Отверзи ми двери
Шрифт:
– Я не пойму, хоть все это и омерзительно, ушел бы, да сил нет вставать и деваться некуда, не пойму, зачем ты меня этим травишь - пакостью этой?
– Ах, не понятно! Ах, какие мы добродетельные да благочестивые, ну прямо Танюша - вот-вот из-за стола вспорхнешь!.. А затем, хотя бы, что твоя трагедия - чепуха! Подумаешь, страдания - твоя дочь или твоего друга, русская или еврейская у ней кровь - все равно она твоя, а прочее для тебя неважно, ты ж в душе интернационалист! А здесь: Всевышний-то "как водится, потом признал своим еврейской девы сына"!.. Что скажешь? А ведь не Евтушенко какой-нибудь сочинил, не из нынешних еврейчиков - героев-безбожников с русскими псевдонимами, или гордящихся своим еврейством, не скрывающихся - если, конечно, такие есть, я не большой специалист, Саша их сразу все равно разнюхает!.. Ладно, ладно, не сердись, не кидайся. Возвращаюсь к литературной теме. Не нынешние рифмоплеты Пушкин это сочинил - солнце русской культуры, искони замешанной на православии!.. Все еще не понимаешь?.. Иль придуриваешься, хочешь, чтоб я тебе на пальцах разъяснил? Неужто, думаешь, я из одной пошлости повторяю тебе все
– Чем, по-твоему?
– Лев Ильич, и верно, не знал "чем", да какое там сокрушение, когда он давно, казалось ему, потерял человеческий облик, одна слизь здесь оставалась.

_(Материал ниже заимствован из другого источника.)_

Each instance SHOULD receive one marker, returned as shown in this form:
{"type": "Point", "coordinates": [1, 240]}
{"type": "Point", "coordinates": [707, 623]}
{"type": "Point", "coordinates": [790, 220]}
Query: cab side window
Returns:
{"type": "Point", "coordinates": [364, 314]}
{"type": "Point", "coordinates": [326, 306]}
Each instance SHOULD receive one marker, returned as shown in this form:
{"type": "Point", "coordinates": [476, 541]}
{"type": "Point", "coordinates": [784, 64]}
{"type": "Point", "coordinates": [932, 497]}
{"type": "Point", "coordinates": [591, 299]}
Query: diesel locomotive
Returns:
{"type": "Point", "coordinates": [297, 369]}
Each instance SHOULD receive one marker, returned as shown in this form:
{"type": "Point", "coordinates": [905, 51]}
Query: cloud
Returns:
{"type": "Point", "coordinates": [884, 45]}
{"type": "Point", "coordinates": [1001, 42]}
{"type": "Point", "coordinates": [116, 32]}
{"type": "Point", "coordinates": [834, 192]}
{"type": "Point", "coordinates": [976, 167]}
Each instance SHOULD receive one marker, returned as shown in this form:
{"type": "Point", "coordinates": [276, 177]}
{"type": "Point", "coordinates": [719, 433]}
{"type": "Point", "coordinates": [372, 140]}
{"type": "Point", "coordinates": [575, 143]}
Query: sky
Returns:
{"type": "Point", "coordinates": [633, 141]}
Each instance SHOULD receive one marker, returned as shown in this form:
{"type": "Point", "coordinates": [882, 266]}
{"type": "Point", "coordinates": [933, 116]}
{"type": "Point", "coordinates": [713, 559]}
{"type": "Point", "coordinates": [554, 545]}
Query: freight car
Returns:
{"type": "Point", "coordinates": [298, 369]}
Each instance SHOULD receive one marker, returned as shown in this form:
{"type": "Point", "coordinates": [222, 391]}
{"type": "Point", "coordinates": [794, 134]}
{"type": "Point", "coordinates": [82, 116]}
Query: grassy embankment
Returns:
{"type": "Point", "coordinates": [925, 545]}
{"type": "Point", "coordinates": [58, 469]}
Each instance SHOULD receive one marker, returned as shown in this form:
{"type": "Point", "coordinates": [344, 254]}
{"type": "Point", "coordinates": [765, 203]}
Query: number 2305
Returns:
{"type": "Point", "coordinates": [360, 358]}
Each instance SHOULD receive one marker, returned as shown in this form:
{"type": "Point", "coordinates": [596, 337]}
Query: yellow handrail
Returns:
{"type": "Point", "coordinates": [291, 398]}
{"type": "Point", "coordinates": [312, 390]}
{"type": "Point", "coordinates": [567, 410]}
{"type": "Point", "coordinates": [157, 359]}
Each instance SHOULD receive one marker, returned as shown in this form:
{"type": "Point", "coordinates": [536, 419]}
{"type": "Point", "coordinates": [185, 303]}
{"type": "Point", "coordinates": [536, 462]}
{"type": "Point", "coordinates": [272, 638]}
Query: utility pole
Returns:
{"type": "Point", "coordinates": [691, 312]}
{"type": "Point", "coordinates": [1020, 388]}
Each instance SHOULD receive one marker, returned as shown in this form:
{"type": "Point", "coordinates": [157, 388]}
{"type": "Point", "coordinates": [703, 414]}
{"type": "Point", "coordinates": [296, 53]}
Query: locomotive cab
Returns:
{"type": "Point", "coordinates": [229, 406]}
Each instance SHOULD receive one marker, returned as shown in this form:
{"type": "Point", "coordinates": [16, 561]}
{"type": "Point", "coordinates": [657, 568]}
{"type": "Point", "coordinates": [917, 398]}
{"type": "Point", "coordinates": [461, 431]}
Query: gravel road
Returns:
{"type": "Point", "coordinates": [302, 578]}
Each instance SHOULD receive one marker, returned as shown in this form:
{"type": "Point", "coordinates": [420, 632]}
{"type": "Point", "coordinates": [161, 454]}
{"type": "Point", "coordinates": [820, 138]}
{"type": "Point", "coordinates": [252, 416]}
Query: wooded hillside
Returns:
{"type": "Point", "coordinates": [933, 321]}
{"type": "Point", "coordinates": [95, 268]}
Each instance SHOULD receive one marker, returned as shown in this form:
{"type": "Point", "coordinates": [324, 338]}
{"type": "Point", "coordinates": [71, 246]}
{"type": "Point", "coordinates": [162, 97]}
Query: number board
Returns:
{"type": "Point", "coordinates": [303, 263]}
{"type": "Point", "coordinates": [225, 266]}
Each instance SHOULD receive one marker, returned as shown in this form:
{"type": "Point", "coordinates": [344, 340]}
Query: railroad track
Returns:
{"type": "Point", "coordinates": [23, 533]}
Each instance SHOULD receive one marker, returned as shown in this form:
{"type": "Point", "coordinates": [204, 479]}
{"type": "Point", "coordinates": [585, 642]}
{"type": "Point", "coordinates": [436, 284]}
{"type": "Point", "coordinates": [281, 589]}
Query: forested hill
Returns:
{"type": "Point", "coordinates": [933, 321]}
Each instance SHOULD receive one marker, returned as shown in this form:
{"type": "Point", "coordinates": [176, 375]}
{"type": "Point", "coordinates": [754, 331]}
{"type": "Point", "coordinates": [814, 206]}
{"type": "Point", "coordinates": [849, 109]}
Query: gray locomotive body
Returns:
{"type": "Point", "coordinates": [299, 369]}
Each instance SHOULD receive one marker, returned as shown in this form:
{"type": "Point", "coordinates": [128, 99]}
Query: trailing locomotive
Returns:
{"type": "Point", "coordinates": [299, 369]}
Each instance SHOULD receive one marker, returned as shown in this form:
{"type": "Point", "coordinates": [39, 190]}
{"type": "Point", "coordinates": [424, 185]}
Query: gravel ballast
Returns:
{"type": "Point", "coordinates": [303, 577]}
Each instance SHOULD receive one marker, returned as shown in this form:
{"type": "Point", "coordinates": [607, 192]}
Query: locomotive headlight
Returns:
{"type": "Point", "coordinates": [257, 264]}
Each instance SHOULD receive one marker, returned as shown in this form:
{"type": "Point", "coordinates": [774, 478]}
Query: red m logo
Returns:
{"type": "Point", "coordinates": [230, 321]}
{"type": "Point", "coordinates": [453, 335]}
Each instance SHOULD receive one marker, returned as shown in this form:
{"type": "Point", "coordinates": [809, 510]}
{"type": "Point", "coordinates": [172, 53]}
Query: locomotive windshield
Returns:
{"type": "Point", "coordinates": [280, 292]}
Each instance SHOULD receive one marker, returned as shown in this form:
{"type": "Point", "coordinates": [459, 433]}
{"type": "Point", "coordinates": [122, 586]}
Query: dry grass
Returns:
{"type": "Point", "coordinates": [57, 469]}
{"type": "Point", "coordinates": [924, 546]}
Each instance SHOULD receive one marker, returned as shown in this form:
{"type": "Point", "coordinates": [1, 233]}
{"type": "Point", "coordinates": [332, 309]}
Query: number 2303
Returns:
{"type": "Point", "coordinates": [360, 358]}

– То есть, может, это все вместе, накапливалось, тут и ботиночки прохудились, и деньжонок нет, и ночевать негде, и с дамой переспал, а поступаешь не по-джентльменски, - даже не позвонил, и жена, как выяснилось, одна, так сказать, в отсутствии супруга не скучает, и дочка - не то дочка, не то не поймешь кто тебе - в каком-то вы странном родстве... Все так, несомненно, влияет. Но тут другое дело. Ты уж такой идейный человек, для тебя идея - вот что дает крылья. Понял я - тебя даже не подмоченность православия сокрушает, это ты спокойненько глотаешь, одна мечта, говоришь, подумаешь, мол, недостаток благочестия, богохульство! Ну да, тут ты себя утешаешь: искусство, мол, имеет много гитик, у гения есть право на эксперимент, Бог поругаем не бывает - тут у тебя много лукавства в запасе, понимаю. Но есть и идея - вот ты чем горишь...
– Ну не тяни, - заинтересовался было Лев Ильич, даже глаза раскрыл пошире и в неверном том свете на Костиных брюках опять различил ту же клетку. "Вот пакость, подумал он, униформа, что ль, у них?"
– Злиться-то зачем?
– явно издевался Костя.
– То и говорить не хочешь, а то вдруг - "не тяни"? Я знал, что разговора не остановишь, надо было мне, конечно, у тебя заклад какой выудить - да не душу!
– душа там, где ей и положено, а чего ни то поматериальней!
– Да я сейчас сморгну, - сказал Лев Ильич, - тебя и не станет. Это все чушь какая-то.
– Чего ж до сих пор не сморгнул?.. То-то что не чушь... Видишь ли в чем дело, - важно так сказал он, - здесь опять придется обратиться к нашему классику. Дело вот в чем...
– Что-то мне кажется, ты еще и не придумал, про что собираешься говорить?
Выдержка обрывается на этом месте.